Understanding Asynchronous Programming in Python and NodeJS

In the last article, we have talked about concurrency and parallelism at OS level. Concurrency is when tasks can start and run seemingly at the same time. Parallelism is when tasks actually run at the same time. Now let's talk about how you can access them at a language level, which will also let you see, that different languages have different ways of implementing these features due to the different core philosophies and how they've been designed. We will go through how Python and NodeJS implements them in this article. Before that let us go through the foundational concept, asynchronous programming.

Asynchronous Programming: When You're Waiting

Now, let's talk about event loops and asynchronous programming. Imagine you're a coffee shop manager. When a customer orders a coffee, they have to wait for it to be prepared. But you don't wait with them—you take other orders for others in the meantime, and when the coffee is prepared, you give it to the customer.

This "doing something else while waiting" is the essence of asynchronous programming. When you write an application, many operations involve waiting: waiting for data from a network, waiting for a file to be read from disk, waiting for a database query to return results. These are called I/O-bound tasks (Input/Output bound).

This is where asynchronous programming comes into play. You typically write code using the async/await syntax.

At its core, this concept uses an event loop.

Event Loop

Think of the event loop as the coffee shop manager in our example. When you place an order (start an I/O operation), the manager notes it down and goes to the next customer. When your coffee is ready, a signal is sent to the manager, who then comes back to you.

In asynchronous programming, when your code encounters an await keyword, it means "I'm going to start an I/O operation here, and while I wait for it to complete, the event loop can go off and do other tasks." When that I/O operation finishes, the event loop then comes back to where you awaited and resumes your code. This way, a single thread can manage many concurrent I/O operations without getting blocked. It's like a single barista handling multiple orders efficiently by constantly switching tasks.

So, while threads are about potentially running multiple things in parallel, event loops are about running many I/O-bound tasks concurrently within a single thread.
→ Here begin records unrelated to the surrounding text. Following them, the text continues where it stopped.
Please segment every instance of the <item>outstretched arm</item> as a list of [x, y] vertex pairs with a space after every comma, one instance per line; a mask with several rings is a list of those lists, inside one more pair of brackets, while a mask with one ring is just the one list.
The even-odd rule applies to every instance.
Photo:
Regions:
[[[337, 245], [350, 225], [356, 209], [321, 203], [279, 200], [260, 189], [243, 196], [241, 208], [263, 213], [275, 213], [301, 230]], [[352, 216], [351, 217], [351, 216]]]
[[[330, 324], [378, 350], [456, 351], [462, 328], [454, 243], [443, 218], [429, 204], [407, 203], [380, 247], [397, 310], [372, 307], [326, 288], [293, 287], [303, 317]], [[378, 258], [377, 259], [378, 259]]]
It's about maximizing the utilization of that single thread by not letting it sit idle during waiting periods.

Examples:

Python:

import asyncio

async def fetch_data(): # declares a coroutine (an async function)
    print("Start fetching...")

    # Simulate I/O: pauses for 2 seconds. Meanwhile other tasks continue.
    await asyncio.sleep(2)

    print("Done fetching!")

async def main():
    # runs them seemingly at the same time
    await asyncio.gather(fetch_data(), fetch_data())
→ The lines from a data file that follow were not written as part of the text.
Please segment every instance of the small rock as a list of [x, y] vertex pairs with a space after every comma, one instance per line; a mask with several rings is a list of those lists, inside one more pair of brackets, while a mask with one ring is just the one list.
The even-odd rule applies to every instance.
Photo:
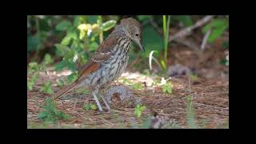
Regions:
[[125, 86], [113, 86], [107, 89], [104, 98], [109, 104], [122, 103], [128, 106], [134, 106], [141, 103], [140, 98], [135, 97], [132, 91]]
[[190, 74], [191, 74], [190, 69], [180, 64], [170, 66], [167, 69], [166, 73], [167, 76], [169, 77], [187, 76]]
asyncio.run(main()) # starts the event loop and runs the main coroutine

NodeJS:

const fs = require('fs/promises');

// declares an asynchronous function

async function readFile() {
    console.log("Reading file...");

    // the event loop continues handling other tasks while this waits.
    const content = await fs.readFile('example.txt', 'utf8');

    console.log("File content:", content);
}

readFile();
readFile();

Python

Before we jump ahead, we absolutely have to talk about something called the Global Interpreter Lock, or GIL.

Global Interpreter Lock (GIL)

GIL is a locking mechanism which makes sure that only one thread can enter and execute Python bytecode at any given time.
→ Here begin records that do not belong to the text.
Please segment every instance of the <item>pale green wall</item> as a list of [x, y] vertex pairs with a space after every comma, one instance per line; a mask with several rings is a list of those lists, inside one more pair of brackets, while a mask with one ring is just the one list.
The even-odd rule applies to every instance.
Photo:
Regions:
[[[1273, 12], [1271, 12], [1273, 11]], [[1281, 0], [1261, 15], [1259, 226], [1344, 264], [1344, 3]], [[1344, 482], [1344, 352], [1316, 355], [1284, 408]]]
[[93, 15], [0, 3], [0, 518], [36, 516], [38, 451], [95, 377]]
Now, why does Python have this GIL? Well, it's mainly there to make memory management simpler and safer. Without it, imagine multiple threads trying to modify the same piece of data in memory simultaneously—it could lead to unpredictable and hard-to-debug issues. The GIL prevents these kinds of race conditions.

However, the downside is that even if you have a powerful multi-core processor, the GIL prevents multiple threads from executing Python bytecode in parallel. This means if your program is heavily dependent on CPU-bound tasks (tasks that spend most of their time crunching numbers), then using multiple threads in Python won't magically make it run faster across all your CPU cores.

But GIL only applies to Python bytecode. If your code calls out to underlying C libraries (which many popular Python libraries do, like NumPy for numerical computations), then the GIL can be released, allowing those C operations to run in parallel. This is a crucial point to remember!

Concurrency: Threading

Now with GIL in place, how does threading work in Python? Python's threading module allows you to create and manage multiple threads within a single process.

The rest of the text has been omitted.